This is a relatively short notebook as the visualisations are done on Palladio, an online tool specifically designed for social network analysis.

Import libraries for social network analysis data preparation.

In [1]:
import pickle
import matplotlib.pyplot as plt
import pandas as pd

from natsort import natsorted
from datetime import datetime

Load the doc_topics dataframe created in notebook one.

In [2]:
doc_topics_df = pd.read_pickle("pickle/documents_topics.pkl")

In [3]:
doc_topics_df

Unnamed: 0,letter,date,sender,recipient,text,topic
8,letters_1.xml,1820-04-24,"Sowerby, James","Henslow, J. S.",martin,0_trin_henry_wilson_john_phillip
27,letters_2.xml,1821-11-15,"Clarke, E. D.","Henslow, J. S.",clarke,0_trin_henry_wilson_john_phillip
55,letters_6.xml,1822-07-02,"Curtis, John","Henslow, J. S.",bearer dr radius leipsic england man science s...,0_trin_henry_wilson_john_phillip
65,letters_8.xml,1823-04-02,"Henslow, J. S.","Jenyns, Leonard",suspect pera,0_trin_henry_wilson_john_phillip
108,letters_13.xml,1823-10-21,"Henslow, J. S.","Winch, N. J.",hodgson,0_trin_henry_wilson_john_phillip
...,...,...,...,...,...,...
6815,letters_947.xml,1826-07-02,"Palmerston, Lord","Henslow, J. S.",oclock voter,14_election_vote_voter_poll
6847,letters_956.xml,1826-06-19,"Loyd, S.","Henslow, J. S.",vote absence result opinion university,14_election_vote_voter_poll
8392,letters_1175.xml,1845-12-30,"Bright, John","Henslow, J. S.",west election probability walkover morpeth,14_election_vote_voter_poll
8663,letters_1205.xml,1826-02-14,"Henslow, J. S.","Dale, J. C.",cambridge feby dale election,14_election_vote_voter_poll


Create network dataframe converting data into an acceptable format for Palladio. Change date column format to string and add "end date" with the same content as date column, as this is necessary for timespan visualisations.
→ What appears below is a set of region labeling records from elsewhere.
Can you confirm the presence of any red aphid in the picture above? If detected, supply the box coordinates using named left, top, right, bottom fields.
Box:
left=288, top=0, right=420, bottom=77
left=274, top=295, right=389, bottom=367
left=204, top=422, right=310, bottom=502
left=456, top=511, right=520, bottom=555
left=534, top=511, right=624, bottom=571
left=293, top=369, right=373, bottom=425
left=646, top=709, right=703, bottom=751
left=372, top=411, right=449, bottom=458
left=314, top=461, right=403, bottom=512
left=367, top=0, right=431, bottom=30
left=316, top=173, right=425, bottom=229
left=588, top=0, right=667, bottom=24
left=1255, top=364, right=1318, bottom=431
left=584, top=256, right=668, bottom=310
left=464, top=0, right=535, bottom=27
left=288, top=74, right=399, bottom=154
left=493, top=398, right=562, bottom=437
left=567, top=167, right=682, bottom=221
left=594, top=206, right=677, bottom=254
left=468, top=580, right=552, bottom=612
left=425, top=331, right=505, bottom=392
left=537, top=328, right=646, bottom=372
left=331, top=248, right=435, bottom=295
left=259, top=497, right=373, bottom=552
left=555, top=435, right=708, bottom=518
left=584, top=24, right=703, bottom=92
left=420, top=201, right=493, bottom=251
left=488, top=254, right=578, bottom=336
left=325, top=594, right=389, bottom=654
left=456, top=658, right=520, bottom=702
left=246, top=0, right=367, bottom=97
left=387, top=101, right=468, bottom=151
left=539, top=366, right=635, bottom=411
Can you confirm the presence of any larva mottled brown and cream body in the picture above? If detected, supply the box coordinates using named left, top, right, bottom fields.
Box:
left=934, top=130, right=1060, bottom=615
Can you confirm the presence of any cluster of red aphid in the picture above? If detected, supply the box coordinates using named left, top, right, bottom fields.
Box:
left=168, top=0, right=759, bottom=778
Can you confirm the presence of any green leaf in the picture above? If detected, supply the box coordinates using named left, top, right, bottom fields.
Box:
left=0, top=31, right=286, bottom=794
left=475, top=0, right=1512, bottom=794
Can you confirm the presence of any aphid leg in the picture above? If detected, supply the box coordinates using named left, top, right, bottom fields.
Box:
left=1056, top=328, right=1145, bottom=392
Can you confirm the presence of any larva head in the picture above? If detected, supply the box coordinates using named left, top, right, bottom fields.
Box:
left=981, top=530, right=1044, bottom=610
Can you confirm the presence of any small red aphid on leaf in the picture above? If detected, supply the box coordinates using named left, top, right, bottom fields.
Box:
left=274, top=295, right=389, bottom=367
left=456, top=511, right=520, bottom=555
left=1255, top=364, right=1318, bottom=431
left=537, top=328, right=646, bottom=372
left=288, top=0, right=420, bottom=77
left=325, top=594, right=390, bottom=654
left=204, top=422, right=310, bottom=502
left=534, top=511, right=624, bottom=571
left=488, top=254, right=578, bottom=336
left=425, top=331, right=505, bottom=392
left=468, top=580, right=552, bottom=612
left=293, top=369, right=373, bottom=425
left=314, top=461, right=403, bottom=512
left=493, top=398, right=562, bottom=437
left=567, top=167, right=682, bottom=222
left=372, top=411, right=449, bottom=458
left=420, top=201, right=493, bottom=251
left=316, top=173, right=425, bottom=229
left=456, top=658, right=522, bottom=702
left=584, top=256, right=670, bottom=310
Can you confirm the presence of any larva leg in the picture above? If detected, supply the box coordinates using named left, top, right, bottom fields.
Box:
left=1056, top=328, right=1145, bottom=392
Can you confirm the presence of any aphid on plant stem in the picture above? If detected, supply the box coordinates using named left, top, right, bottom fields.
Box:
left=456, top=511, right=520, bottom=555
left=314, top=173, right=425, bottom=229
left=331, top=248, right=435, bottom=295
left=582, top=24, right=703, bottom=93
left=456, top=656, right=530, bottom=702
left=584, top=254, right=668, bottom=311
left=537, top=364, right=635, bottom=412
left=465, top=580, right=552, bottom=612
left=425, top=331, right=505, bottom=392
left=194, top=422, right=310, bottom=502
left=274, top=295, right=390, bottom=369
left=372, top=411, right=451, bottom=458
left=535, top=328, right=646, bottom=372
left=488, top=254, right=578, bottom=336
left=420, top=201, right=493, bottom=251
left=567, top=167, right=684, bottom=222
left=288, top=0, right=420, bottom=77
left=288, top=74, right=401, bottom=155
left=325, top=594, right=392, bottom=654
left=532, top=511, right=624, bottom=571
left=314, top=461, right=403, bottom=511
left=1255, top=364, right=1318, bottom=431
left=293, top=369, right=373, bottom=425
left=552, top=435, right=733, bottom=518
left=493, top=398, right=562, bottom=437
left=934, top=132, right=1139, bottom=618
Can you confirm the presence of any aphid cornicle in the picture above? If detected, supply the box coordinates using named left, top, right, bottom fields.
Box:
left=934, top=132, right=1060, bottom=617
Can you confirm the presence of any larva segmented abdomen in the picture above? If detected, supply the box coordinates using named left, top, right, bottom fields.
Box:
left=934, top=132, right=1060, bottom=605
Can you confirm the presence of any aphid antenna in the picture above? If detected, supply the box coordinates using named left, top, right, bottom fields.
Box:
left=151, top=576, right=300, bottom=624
Extract the topic names for use below.

In [4]:
network_df = doc_topics_df[["sender", "recipient", "date", "topic"]].copy()
network_df["date"] = network_df['date'].dt.strftime("%Y-%m-%d")
network_df["end date"] = network_df['date']
topic_names = list(set(network_df["topic"].to_list()))
topic_names = natsorted(topic_names)
topic_names

['0_trin_henry_wilson_john_phillip',
 '1_botany_palustris_flora_arvensis',
 '2_suffolk_hitcham_bildeston_ipswich_lond...',
 '3_lecture_examination_examiner_course',
 '4_letter_circumstance_opinion_notice',
 '5_money_salary_labour_payment',
 '6_season_summer_autumn_feb',
 '7_insect_entomology_wasp_nest',
 '8_fossil_clay_limestone_nodule',
 '9_palmerston_horse_sincerely_palmerston_...',
 '10_brother_sister_brother_law_nephew',
 '11_hooker_dr_lady_playfair',
 '12_book_sort_order_bookseller',
 '13_plate_daguerreotype_reference_stenoty...',
 '14_election_vote_voter_poll']

Use the topic names list in a for loop to create dataframes for each topic only, then export each topic dataframe to a folder of CSV files, CSV is the accepted format for Palladio.

These can then be loaded in Palladio and used to generate visualisations of the network of correspondents around each topic. The timespan feature in Palladio allows for narrowing the time range to a specific period, so that the network can be seen within that time range.

In [5]:
for name in topic_names:
    topic_df = network_df.loc[doc_topics_df["topic"] == name]
    topic_df = topic_df[["sender", "recipient", "date", "end date"]]
    topic_df.sort_values("date", inplace=True)
    topic_df.to_csv("topic_outputs/%s_topic_model.csv" % name, index=False)